Li’s new techniques using advanced machine learning algorithms have shown higher accuracy rates in automatically detecting microcalcifications and dense breast tissue compared to other computerised tools being used by radiologists internationally.

His model, using texture features extracted from mammogram images, provides more specific position information on the location of microcalcifications.

“I also tested over 700 mammogram images for mammogram density and obtained classification accuracy of 92% and 87% on two public mammogram datasets,” Li says. “Very few computerised classification systems being used overseas have accuracy rates of more than 80% so it’s a very significant achievement.”

He says his aim is to provide a “secondary perspective” to support radiologists’ work and make it easier for them to interpret images, rather than computers replacing people.

“Knowing that the work I’m doing will contribute to people’s health outcomes makes it more meaningful for me. It’s using artificial intelligence to help human beings and change our lives for the better.”

Li, who worked as a university lecturer in China for a decade before coming to New Zealand in 2018, hopes his proposed automated algorithms will feed into computer aided detection and diagnosis (CAD) systems in the future.

He says further improvements and evaluations are needed before the tool could be used in a clinical setting.

“We’re aiming to reach 98% accuracy. Some improvements are needed in the current algorithms to extract more detailed image information for specific biomarkers and I hope to work more closely with local hospitals and radiologists to achieve even better results.” 

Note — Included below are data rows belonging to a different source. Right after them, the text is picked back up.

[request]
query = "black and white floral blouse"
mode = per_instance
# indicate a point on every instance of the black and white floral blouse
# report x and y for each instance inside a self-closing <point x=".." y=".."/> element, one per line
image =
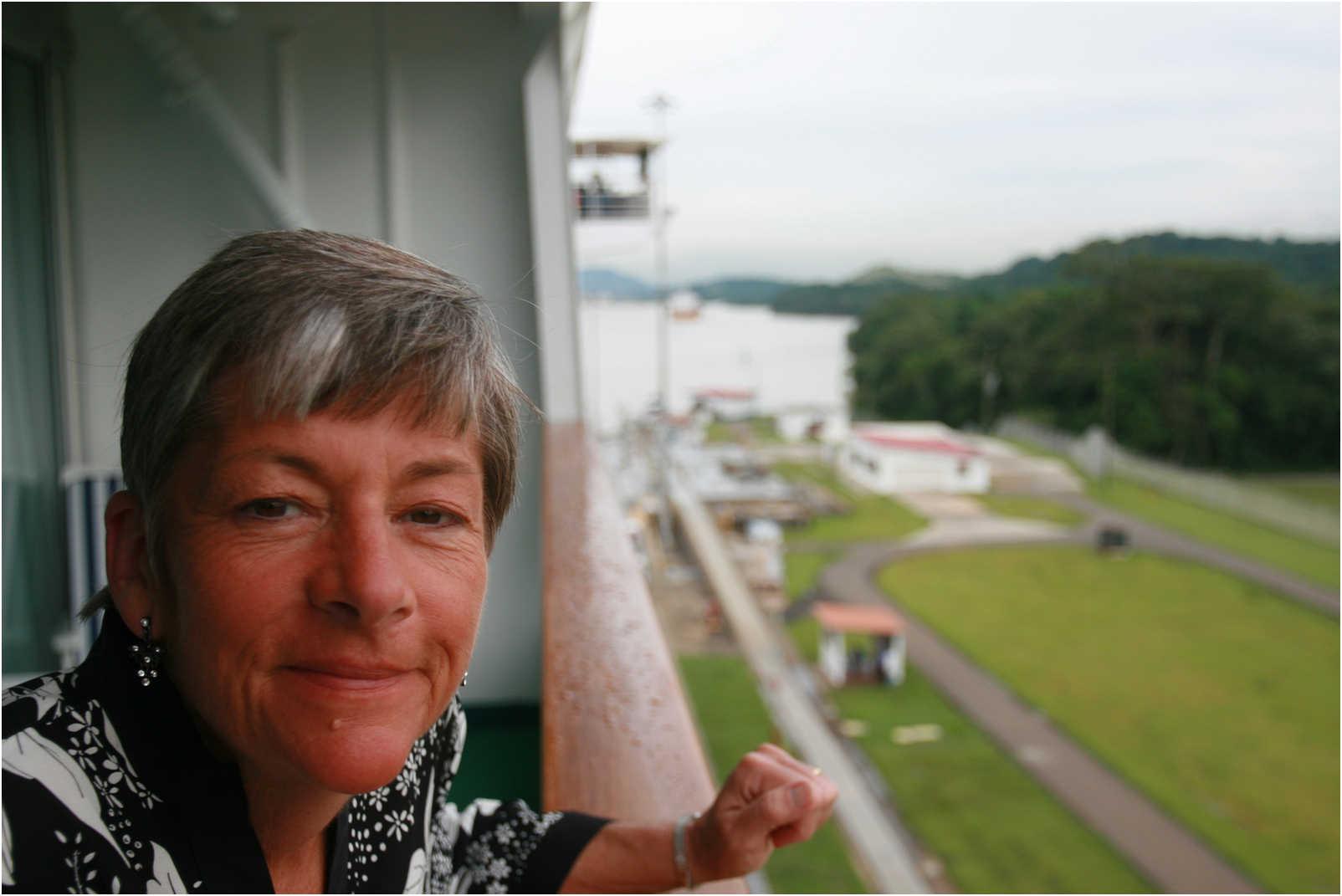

UC Computer Science and Software Engineering Professor Mukundan, who is the principal supervisor for Li’s research, says computerised approaches are increasingly being used internationally for interpretation and analysis of diagnostically relevant features in x-rays.

"Li's research makes significant contributions to this field by performing a comprehensive texture anaysis of mammographic features for microcalcification detection and breast density estimation."   

Radiologist Dr Boyd says detection of microcalcification from mammograms is a major part of breast cancer detection. Early treatment can prevent progression to invasive and more aggressive forms of the disease. It is also useful to have local research relating to breast density, which is a “hotly debated” topic in the breast imaging world at present, she says.

Papers detailing Li’s medical imaging algorithms research have been presented and published at five international conferences, and one was a finalist for the best student paper award at the International Conference on Control, Automation, Robotics and Vision 2020 conference in Shenzhen, China. 

He has also been awarded a PhD Publishing Scholarship from UC’s College of Engineering.

Pink Ribbon Breakfast is being held this month, Breast Cancer Foundation NZ’s biggest fundraising campaign.